As CEO I am passionate about people, Plymouth, Improving Lives Plymouth, and the voluntary and community sector in our city. Our sector is needed more than ever, and it is important that we work together, so we can support those who need it most in our city.

2. What is your role within the charity, how long have you been doing it, and what does an average day look like for you?

As CEO there is no such thing as an average day. We provide a wide range of services to people with disabilities, long-term health conditions and carers (with Age UK Plymouth) at our Mannamead Hub. We also provide with Citizens Advice and Shelter, an information and advice hub in our city centre building. My job is to ensure we get the resources and support we need to run our activities and to direct these with the Trustees.

3. What are the main aims of the charity?

To be at the heart of our community, supporting and inspiring people to improve their health and wellbeing. This includes developing and maintaining a range of services, that inform and support people with disabilities and long-term health conditions. We:

  • Put people at the centre of what we do, and how we support them.
  • Operate in our two hubs, in the city centre and Mannamead.
  • Work together with organisations in the voluntary and community, public and private sectors.
  • Will build on our strengths, knowledge and experience, gained over 110 years.

4. Is there a particular project or aim that you’d like to share with people or a focus over the next 12 months?

Improving Lives Plymouth, and other charity’s, will co-design with veterans (all ex-military), their families and carers, a Plymouth Veterans Hub. The hub will support and develop social activity, develop peer support and mentoring, and work with partners to shape better care pathways to employment, mental wellbeing, welfare, housing advice and financial information.

We will also develop activities to tackle isolation and loneliness, in community settings that are veteran and family friendly. Volunteers from the veteran community and their families, and others, will be recruited and trained to give them the necessary skills, knowledge and confidence, to provide group and one to one peer support, and as awareness trainers.

5. What motivated you to do the job/role that you are doing now?

I joined the organisation as the Handicapped Welfare Officer in 1983 and held several posts before becoming CEO in 1997. I spent 8 years in the Merchant Navy as a navigation officer, and I have been proud to serve and steer this great organisation for so many years. Together with a great team of staff and volunteers we have developed an organisation supporting 18,000 people each year.

6. Who else do you work alongside within the charity? Are there any charities that support you, or perhaps a colleague/volunteer that you couldn’t manage without?

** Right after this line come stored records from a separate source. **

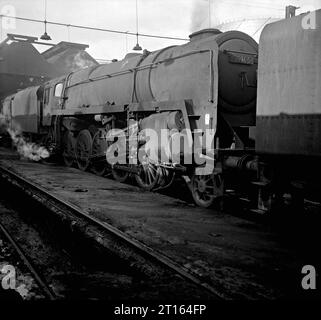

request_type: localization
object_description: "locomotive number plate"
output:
[228,53,257,65]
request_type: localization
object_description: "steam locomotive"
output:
[1,11,321,212]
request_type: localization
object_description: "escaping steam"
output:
[71,51,96,71]
[7,129,50,161]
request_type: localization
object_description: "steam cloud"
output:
[71,51,96,71]
[7,129,50,161]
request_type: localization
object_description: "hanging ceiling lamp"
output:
[40,0,51,41]
[133,0,142,51]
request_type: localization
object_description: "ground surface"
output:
[0,148,318,299]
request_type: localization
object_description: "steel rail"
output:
[0,166,222,299]
[0,222,57,300]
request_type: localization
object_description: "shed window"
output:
[55,82,63,97]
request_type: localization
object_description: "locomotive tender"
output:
[2,10,321,212]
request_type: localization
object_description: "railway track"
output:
[0,166,224,299]
[0,218,57,300]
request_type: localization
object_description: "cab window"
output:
[55,82,63,97]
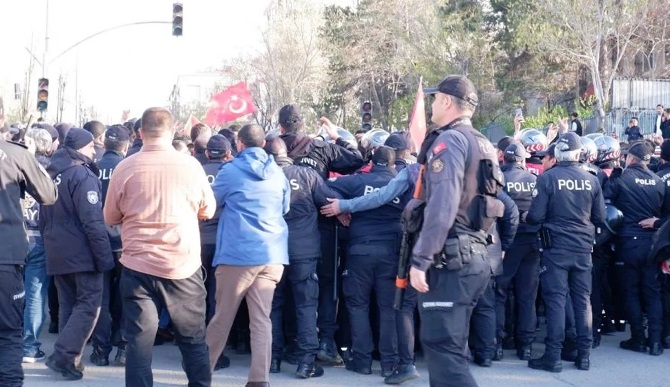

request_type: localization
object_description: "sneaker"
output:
[23,349,47,363]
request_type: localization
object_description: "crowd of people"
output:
[0,76,670,387]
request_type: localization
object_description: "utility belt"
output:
[433,234,487,271]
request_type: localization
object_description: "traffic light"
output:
[361,101,372,131]
[172,3,184,36]
[37,78,49,112]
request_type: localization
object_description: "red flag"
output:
[205,82,256,125]
[409,77,426,152]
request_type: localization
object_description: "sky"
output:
[0,0,352,123]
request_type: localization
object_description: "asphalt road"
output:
[24,333,670,387]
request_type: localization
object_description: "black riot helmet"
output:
[596,203,623,246]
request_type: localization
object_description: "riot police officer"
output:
[526,132,605,372]
[605,141,670,356]
[406,75,504,387]
[496,144,540,360]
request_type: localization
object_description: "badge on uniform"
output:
[430,158,444,173]
[86,191,98,204]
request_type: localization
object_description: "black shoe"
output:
[384,364,419,384]
[516,345,533,360]
[474,355,493,368]
[46,356,84,380]
[316,339,343,365]
[114,347,126,366]
[528,356,563,372]
[295,362,323,379]
[591,332,601,348]
[649,342,663,356]
[575,355,591,371]
[619,339,647,353]
[270,358,281,374]
[49,320,58,334]
[219,354,235,371]
[345,361,372,375]
[90,348,109,367]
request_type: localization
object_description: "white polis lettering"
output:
[363,185,400,204]
[507,181,535,192]
[558,179,591,191]
[635,179,656,185]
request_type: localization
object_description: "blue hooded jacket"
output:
[212,147,291,266]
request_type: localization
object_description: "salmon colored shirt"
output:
[104,144,216,279]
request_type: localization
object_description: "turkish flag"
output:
[409,77,426,152]
[204,82,256,125]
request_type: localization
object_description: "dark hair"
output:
[237,124,265,148]
[84,121,107,138]
[142,107,174,137]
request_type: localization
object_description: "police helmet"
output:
[579,136,598,163]
[593,136,621,164]
[596,203,623,246]
[517,129,549,156]
[361,129,390,152]
[318,127,358,147]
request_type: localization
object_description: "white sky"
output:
[0,0,353,122]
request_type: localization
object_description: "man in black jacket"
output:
[0,137,56,387]
[40,128,114,380]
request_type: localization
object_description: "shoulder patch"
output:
[433,141,447,155]
[430,158,444,173]
[86,191,99,204]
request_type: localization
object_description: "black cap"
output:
[423,75,479,106]
[279,105,302,126]
[384,133,409,151]
[627,141,663,161]
[105,125,130,141]
[207,134,230,157]
[556,132,582,151]
[505,143,530,160]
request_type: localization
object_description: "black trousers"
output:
[0,265,26,387]
[419,254,491,387]
[270,257,319,364]
[121,268,212,387]
[53,272,104,365]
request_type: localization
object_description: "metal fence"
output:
[610,79,670,110]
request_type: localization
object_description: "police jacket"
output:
[198,160,225,245]
[0,140,56,266]
[486,191,519,276]
[412,118,504,271]
[327,165,406,245]
[275,157,341,261]
[604,164,670,236]
[281,133,365,179]
[501,163,540,243]
[40,147,114,275]
[526,161,605,254]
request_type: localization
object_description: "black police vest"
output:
[424,119,505,243]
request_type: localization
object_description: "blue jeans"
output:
[23,243,50,356]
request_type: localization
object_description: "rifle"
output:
[393,165,424,310]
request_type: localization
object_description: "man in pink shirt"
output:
[104,108,216,387]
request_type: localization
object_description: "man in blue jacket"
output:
[207,125,291,387]
[40,128,114,380]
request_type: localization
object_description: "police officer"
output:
[407,75,504,387]
[526,132,605,372]
[328,146,405,377]
[470,191,519,367]
[605,141,670,356]
[40,128,114,380]
[89,121,130,366]
[279,105,365,364]
[265,138,339,379]
[496,144,540,360]
[0,135,56,387]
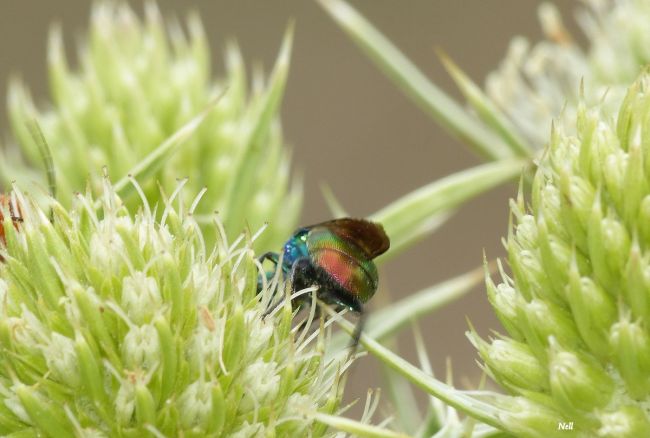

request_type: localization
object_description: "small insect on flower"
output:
[0,120,56,255]
[257,218,390,343]
[0,194,23,245]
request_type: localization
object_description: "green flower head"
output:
[0,179,345,437]
[470,72,650,437]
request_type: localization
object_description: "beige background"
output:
[0,0,577,415]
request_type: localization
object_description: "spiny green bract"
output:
[470,72,650,437]
[0,182,341,438]
[0,2,302,249]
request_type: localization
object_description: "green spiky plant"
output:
[321,0,650,437]
[2,0,643,436]
[5,2,302,249]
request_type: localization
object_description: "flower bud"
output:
[549,346,614,412]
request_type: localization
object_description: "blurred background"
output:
[0,0,577,416]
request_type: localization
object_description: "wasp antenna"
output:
[26,119,56,198]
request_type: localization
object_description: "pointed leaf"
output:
[319,0,513,159]
[438,52,534,157]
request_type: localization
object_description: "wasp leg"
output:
[350,303,366,356]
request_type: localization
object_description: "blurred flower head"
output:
[0,180,345,436]
[486,0,650,148]
[470,72,650,437]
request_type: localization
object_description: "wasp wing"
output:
[310,217,390,259]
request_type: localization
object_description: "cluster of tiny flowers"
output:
[486,0,650,148]
[470,73,650,437]
[0,2,302,249]
[0,181,343,437]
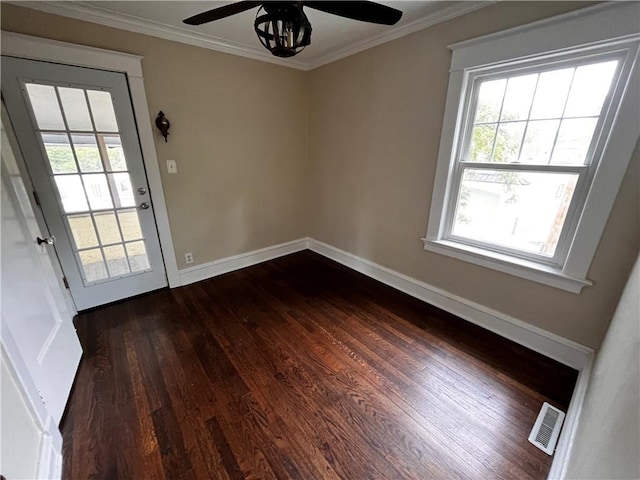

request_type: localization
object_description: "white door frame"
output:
[0,32,181,288]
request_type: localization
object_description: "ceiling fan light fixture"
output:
[253,2,311,57]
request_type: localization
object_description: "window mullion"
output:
[459,162,589,174]
[488,78,509,160]
[518,73,540,160]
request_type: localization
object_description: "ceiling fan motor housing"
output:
[254,2,311,57]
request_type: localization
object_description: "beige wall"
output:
[309,2,640,347]
[1,2,640,347]
[567,253,640,480]
[1,3,307,268]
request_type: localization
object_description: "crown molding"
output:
[309,0,490,70]
[6,1,308,70]
[12,0,496,71]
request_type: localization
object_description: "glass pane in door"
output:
[26,83,151,284]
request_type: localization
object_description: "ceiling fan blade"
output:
[303,1,402,25]
[183,2,262,25]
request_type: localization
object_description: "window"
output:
[424,7,640,292]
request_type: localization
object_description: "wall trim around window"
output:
[422,2,640,293]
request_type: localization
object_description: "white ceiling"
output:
[16,0,493,70]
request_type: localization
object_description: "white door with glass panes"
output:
[2,56,167,310]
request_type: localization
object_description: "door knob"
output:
[36,235,56,245]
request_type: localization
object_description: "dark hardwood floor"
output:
[62,251,577,480]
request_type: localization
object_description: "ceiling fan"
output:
[184,1,402,57]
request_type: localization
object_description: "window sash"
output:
[443,162,589,266]
[440,48,629,267]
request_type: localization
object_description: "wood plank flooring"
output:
[62,251,577,480]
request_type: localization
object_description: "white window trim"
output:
[423,2,640,293]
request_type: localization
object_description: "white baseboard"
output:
[37,432,62,480]
[179,238,593,370]
[178,238,309,285]
[309,239,594,480]
[179,234,594,480]
[547,354,594,480]
[309,239,593,370]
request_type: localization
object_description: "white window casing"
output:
[423,2,640,293]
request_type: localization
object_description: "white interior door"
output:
[1,107,82,425]
[2,56,167,310]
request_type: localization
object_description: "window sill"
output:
[422,238,593,293]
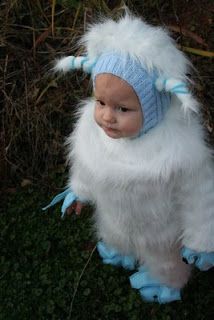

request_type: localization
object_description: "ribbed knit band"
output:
[92,52,170,134]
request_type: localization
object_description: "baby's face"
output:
[94,73,143,139]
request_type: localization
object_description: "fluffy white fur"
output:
[65,16,214,288]
[80,14,190,79]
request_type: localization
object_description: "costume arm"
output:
[180,159,214,253]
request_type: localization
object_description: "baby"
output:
[44,14,214,303]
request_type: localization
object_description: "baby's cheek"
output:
[94,106,100,124]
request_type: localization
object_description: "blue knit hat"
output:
[92,52,170,134]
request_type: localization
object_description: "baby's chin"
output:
[102,127,123,139]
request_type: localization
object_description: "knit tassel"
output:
[55,56,97,73]
[155,77,198,113]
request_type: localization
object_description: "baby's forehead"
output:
[94,73,134,94]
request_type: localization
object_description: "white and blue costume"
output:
[44,15,214,303]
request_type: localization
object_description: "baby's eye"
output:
[118,107,129,112]
[96,99,105,106]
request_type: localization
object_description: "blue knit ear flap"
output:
[54,56,97,73]
[155,77,198,113]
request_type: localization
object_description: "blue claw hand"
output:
[181,247,214,271]
[130,267,181,304]
[42,188,78,218]
[97,241,136,270]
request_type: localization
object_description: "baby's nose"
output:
[103,107,116,123]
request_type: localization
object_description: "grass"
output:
[0,186,214,320]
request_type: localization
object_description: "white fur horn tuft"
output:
[155,77,198,113]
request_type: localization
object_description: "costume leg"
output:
[97,241,136,270]
[130,247,191,303]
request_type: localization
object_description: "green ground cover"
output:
[0,186,214,320]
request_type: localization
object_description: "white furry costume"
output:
[65,16,214,288]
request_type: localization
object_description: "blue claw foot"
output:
[130,267,181,303]
[97,241,136,270]
[181,247,214,271]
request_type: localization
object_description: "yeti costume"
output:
[47,14,214,303]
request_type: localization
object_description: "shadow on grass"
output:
[0,186,214,320]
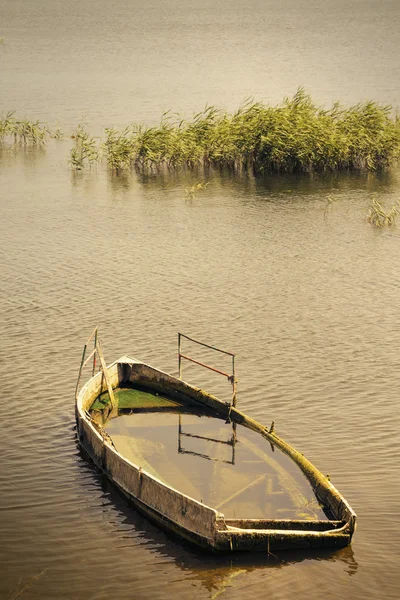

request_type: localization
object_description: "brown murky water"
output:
[0,0,400,600]
[99,389,328,520]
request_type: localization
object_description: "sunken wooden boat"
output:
[76,330,356,553]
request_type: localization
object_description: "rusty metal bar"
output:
[232,354,237,406]
[178,333,182,379]
[178,332,237,406]
[180,354,232,379]
[178,333,235,356]
[92,327,99,377]
[86,325,98,346]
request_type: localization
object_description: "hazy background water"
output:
[0,0,400,600]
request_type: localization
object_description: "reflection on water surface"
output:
[92,388,327,519]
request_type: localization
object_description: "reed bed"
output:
[366,198,400,228]
[0,112,51,146]
[99,89,400,173]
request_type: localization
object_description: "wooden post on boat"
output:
[96,341,117,408]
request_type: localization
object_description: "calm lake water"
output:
[0,0,400,600]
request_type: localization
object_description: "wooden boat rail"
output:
[178,333,237,406]
[76,328,356,553]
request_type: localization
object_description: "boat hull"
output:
[76,356,356,553]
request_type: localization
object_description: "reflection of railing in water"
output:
[178,415,236,465]
[178,333,237,406]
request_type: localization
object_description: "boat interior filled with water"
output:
[76,329,356,552]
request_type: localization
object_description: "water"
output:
[101,389,327,520]
[0,0,400,600]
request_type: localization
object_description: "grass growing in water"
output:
[70,124,100,171]
[367,198,400,228]
[0,111,51,146]
[98,89,400,173]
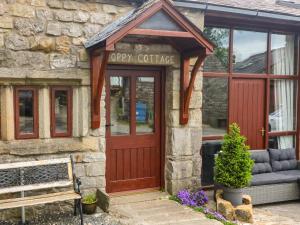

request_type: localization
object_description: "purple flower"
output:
[177,189,208,207]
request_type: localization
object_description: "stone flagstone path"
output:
[110,191,222,225]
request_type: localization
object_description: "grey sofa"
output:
[244,148,300,205]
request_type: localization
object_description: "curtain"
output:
[272,36,295,149]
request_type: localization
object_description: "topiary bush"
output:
[214,123,254,188]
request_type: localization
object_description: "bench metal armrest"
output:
[74,175,82,194]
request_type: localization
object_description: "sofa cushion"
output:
[251,173,298,186]
[269,148,297,172]
[251,150,272,174]
[276,170,300,181]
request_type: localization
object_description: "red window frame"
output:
[14,86,39,139]
[50,87,73,138]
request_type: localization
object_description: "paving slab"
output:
[110,191,222,225]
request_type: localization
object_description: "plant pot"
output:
[82,202,97,215]
[222,187,243,206]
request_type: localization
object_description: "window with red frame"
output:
[51,87,72,137]
[14,87,39,139]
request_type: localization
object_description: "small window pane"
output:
[232,30,268,74]
[204,27,229,72]
[110,76,130,135]
[136,77,154,133]
[271,34,295,75]
[269,79,297,131]
[54,90,68,133]
[18,90,34,134]
[269,136,296,149]
[202,77,228,136]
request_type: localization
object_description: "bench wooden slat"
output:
[0,190,75,205]
[0,180,73,194]
[0,158,71,170]
[0,191,81,210]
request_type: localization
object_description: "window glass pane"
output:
[202,77,228,136]
[110,76,130,135]
[54,90,68,133]
[271,34,295,75]
[269,79,297,131]
[136,77,154,133]
[269,136,296,149]
[233,30,268,73]
[204,27,229,72]
[18,90,34,134]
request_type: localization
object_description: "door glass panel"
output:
[271,34,295,75]
[232,30,268,74]
[19,90,34,134]
[110,76,130,135]
[54,90,68,133]
[136,77,154,133]
[269,79,297,131]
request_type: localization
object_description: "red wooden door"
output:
[229,79,266,149]
[106,69,161,193]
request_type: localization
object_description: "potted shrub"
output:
[214,123,254,206]
[82,193,97,214]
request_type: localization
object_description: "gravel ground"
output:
[0,209,122,225]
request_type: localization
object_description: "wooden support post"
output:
[91,51,109,129]
[180,53,206,125]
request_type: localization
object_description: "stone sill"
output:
[0,137,99,156]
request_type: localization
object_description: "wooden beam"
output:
[91,51,109,129]
[180,57,190,124]
[128,28,195,38]
[180,52,206,125]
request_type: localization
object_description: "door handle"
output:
[260,127,266,137]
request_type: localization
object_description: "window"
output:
[51,87,72,137]
[271,34,296,75]
[14,87,38,139]
[232,30,268,74]
[202,24,300,145]
[202,77,228,136]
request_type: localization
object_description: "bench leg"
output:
[78,199,83,225]
[74,199,78,216]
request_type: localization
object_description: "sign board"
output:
[108,52,179,65]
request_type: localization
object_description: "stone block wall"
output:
[0,0,204,199]
[0,0,132,195]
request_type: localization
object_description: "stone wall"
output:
[0,0,132,195]
[0,0,204,202]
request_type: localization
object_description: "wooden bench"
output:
[0,157,83,225]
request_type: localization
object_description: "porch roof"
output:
[85,0,215,129]
[85,0,215,53]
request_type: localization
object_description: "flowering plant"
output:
[177,189,208,207]
[170,189,237,225]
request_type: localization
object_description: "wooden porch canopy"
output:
[85,0,214,129]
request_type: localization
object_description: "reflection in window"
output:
[271,34,295,75]
[269,136,296,149]
[204,27,229,72]
[233,30,268,73]
[110,76,130,135]
[202,77,228,136]
[269,79,297,131]
[18,90,34,134]
[136,77,154,133]
[54,90,68,133]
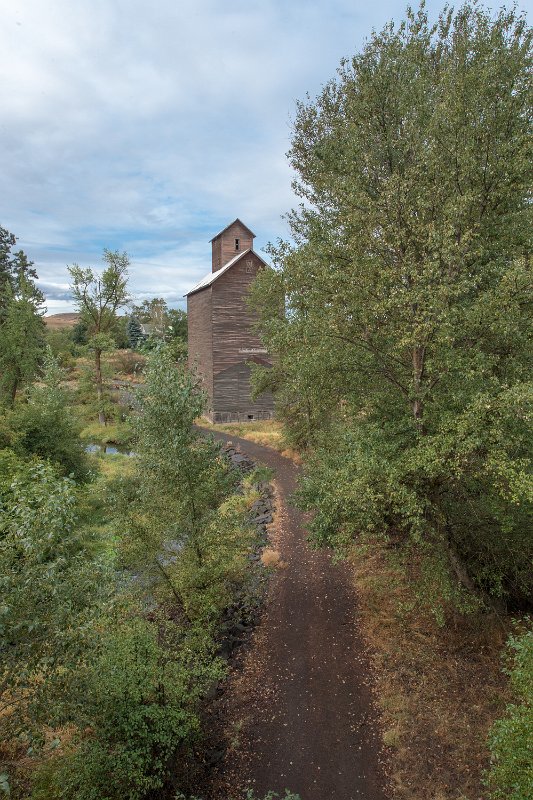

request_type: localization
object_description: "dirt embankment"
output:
[206,434,388,800]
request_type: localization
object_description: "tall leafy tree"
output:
[255,3,532,612]
[69,249,130,425]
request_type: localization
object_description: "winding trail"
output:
[207,433,388,800]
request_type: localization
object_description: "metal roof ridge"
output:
[183,247,267,297]
[209,217,255,244]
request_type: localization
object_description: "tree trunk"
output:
[412,346,426,434]
[9,378,19,408]
[94,350,106,425]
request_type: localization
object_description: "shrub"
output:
[488,621,533,800]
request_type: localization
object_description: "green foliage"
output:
[0,460,108,738]
[0,349,255,800]
[69,250,129,425]
[0,276,44,405]
[488,627,533,800]
[32,616,220,800]
[72,319,89,346]
[0,226,42,325]
[122,348,243,630]
[7,348,90,481]
[130,297,187,361]
[127,316,144,350]
[251,4,533,615]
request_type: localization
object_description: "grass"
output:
[351,545,509,800]
[80,421,131,446]
[197,417,300,462]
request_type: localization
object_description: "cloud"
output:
[0,0,528,312]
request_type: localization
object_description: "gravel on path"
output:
[207,433,389,800]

I am tempted to say them all as I work with so many inspiring staff and volunteers. However, I would like to highlight Muriel, a volunteer with us for over 30 years and now in her eighties. She was providing information, advice and support until recently, when her own health issues meant she had to ‘retire’. We can now support her!

We have over 80 volunteers, without whom we could not do a fraction of what we do, to support the people of Plymouth.

7. It’s likely that somebody new to the services of the charity is reading this. What would you like to say to them?

We are here for you, when you need us! None of us knows when our health, or family situation, our circumstances, may change. We can give you the support you need to improve your life. We cannot always take away life’s problems, but we can help you over them.

8. What are your specific hopes for the future of Improving Lives Plymouth?

  • That we will be able to maintain and to develop services that meet the needs of Plymothians for the next 110 years, and more.
  • That we will be able to grow our resources and activities, building on our long experience and expertise.
  • That more people will benefit from our support.
  • That more volunteers will come forward to work with us.

9. Thank you so much for taking part in this interview series. Lastly, before we finish - Is there anything else about you, the charity or your job/role that you’d like to let people know about?

Our services are needed more than ever as public services so many have relied on are being cut. We can only continue to help so many with the support of local businesses, Plymouth citizens, and working in partnership with other organisations.